Wednesday, November 9, 2016

Another transit strike is over. Is there a better way to solve labor disputes?



The residents of the Philadelphia region awoke this morning to good news. A new labor agreement was reached by Transit Workers Union Local 234 and SEPTA, the Southeastern Pennsylvania Transportation Authority

At the press conference early this morning, there were only smiles as a new five-year labor agreement was jointly announced by SEPTA and the TWU. Both parties also acknowledged the hardships that commuters faced last week.


That raises the question, is there a better way to reach transit agreements between labor and management?
Driving to work during the past week at a crawl in nearly gridlocked traffic, I had ample time to think about the Philly transit strike.

All buses, trolleys and the two subway/elevated lines that run through the city were shut down by the strike, forcing tens of thousands of commuters to find alternate means to get to work or to school.

The 13 SEPTA regional rail lines that connect the Philadelphia suburbs and some outlying Philly neighborhoods with Center City were not affected by the strike, since the regional rail line employees belong to a different union. However, these trains were packed with people and were significantly delayed.

In economically disadvantaged neighborhoods, parents rely on public transportation to take their children to medical appointments, and even to the hospital for surgery. During the strike, there were few alternatives for people without access to a car.
Childcare workers couldn’t get to their jobs, forcing a parent to lose a day’s work, which negatively impacted the childcare worker, the parent, and the parent’s place of employment.

The TWU called the strike one week before tomorrow’s presidential election. Since Philadelphia is heavily Democratic, if voters couldn’t get to the polls on election day, those lost votes would mainly impact candidates of the Democratic Party.

On Nov. 5, SEPTA sought an injunction to force TWU workers back to work, calling the transit strike a “clear and present danger to the health, safety and welfare of our riders and the citizens of Philadelphia and the region.”

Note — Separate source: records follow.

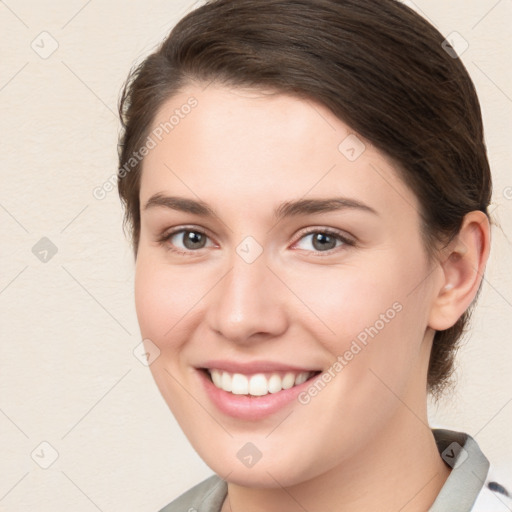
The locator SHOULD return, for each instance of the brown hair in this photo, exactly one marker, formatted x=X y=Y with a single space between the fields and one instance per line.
x=376 y=64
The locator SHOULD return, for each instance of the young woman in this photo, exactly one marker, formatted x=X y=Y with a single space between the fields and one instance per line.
x=306 y=185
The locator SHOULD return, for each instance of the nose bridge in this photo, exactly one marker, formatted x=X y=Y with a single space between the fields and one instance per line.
x=245 y=303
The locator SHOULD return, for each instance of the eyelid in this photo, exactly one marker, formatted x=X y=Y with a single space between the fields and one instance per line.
x=346 y=239
x=311 y=230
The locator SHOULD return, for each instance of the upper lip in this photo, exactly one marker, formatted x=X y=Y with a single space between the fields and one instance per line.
x=253 y=367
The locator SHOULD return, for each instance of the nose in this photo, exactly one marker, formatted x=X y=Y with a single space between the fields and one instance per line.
x=249 y=302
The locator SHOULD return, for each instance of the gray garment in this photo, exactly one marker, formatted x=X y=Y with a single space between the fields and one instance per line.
x=460 y=491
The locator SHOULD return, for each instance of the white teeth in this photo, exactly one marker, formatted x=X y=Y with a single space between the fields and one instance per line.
x=288 y=381
x=275 y=384
x=225 y=382
x=301 y=378
x=258 y=384
x=239 y=384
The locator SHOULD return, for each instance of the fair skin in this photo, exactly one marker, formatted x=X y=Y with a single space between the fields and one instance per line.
x=363 y=442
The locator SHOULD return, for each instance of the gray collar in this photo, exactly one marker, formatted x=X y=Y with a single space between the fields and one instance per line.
x=458 y=494
x=469 y=471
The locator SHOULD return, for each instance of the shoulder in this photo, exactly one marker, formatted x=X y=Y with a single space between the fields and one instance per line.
x=473 y=484
x=496 y=493
x=207 y=496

Philadelphia Common Pleas Court Judge Linda Carpenter ruled, “There is not enough evidence that [an] injunction right now is necessary,” and scheduled another hearing for today. This provided more time for the parties to reach agreement over the weekend.

SEPTA, as well as many other transit systems, has experienced strikes in the past. Is there a better way?
On Nov. 2, former Pennsylvania Gov. Ed Rendell, a Democrat, suggested that transit workers be classified as essential employees not permitted to strike. Transit labor contracts would be submitted to binding arbitration after negotiations failed to result in an agreement.

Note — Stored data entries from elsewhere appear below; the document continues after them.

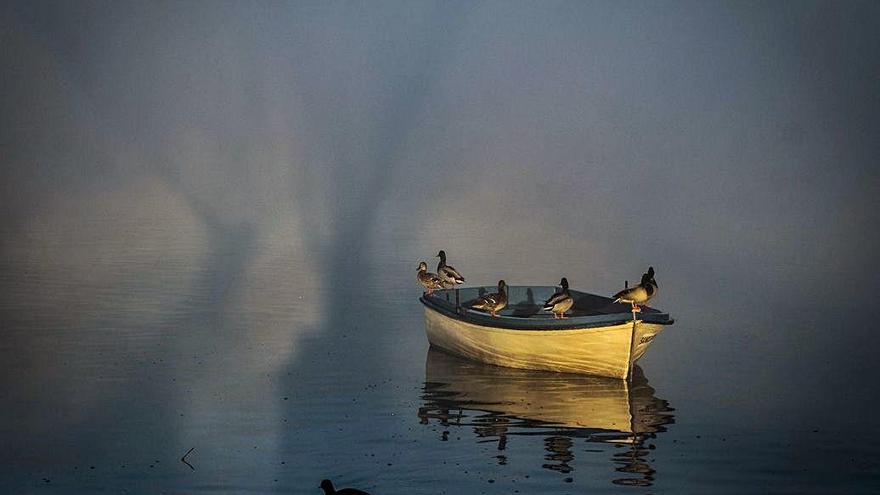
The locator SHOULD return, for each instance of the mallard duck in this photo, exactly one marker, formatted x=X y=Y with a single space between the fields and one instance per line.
x=493 y=302
x=639 y=294
x=429 y=281
x=328 y=488
x=447 y=274
x=560 y=302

An arbitrator would be selected by each party, and a third would then be chosen by those two arbitrators. On any given issue, the arbitrators would be limited to either choosing the labor proposal or the management proposal, which would prevent each side from making unreasonable demands, for fear that the arbitrators would choose the other side’s proposal.

Classifying SEPTA transport workers as essential employees subject to binding arbitration would require legislative approval. Legislators would need to weigh the opposition of the union and possibly SEPTA to such a proposal, versus the benefit to the public of such legislation.

If legislators did what was right, they would seriously consider the imbalance of power that transit unions hold and their ability to cause huge economic and personal hardship to the people of Philadelphia. They would classify transit workers as essential, subject to binding arbitration.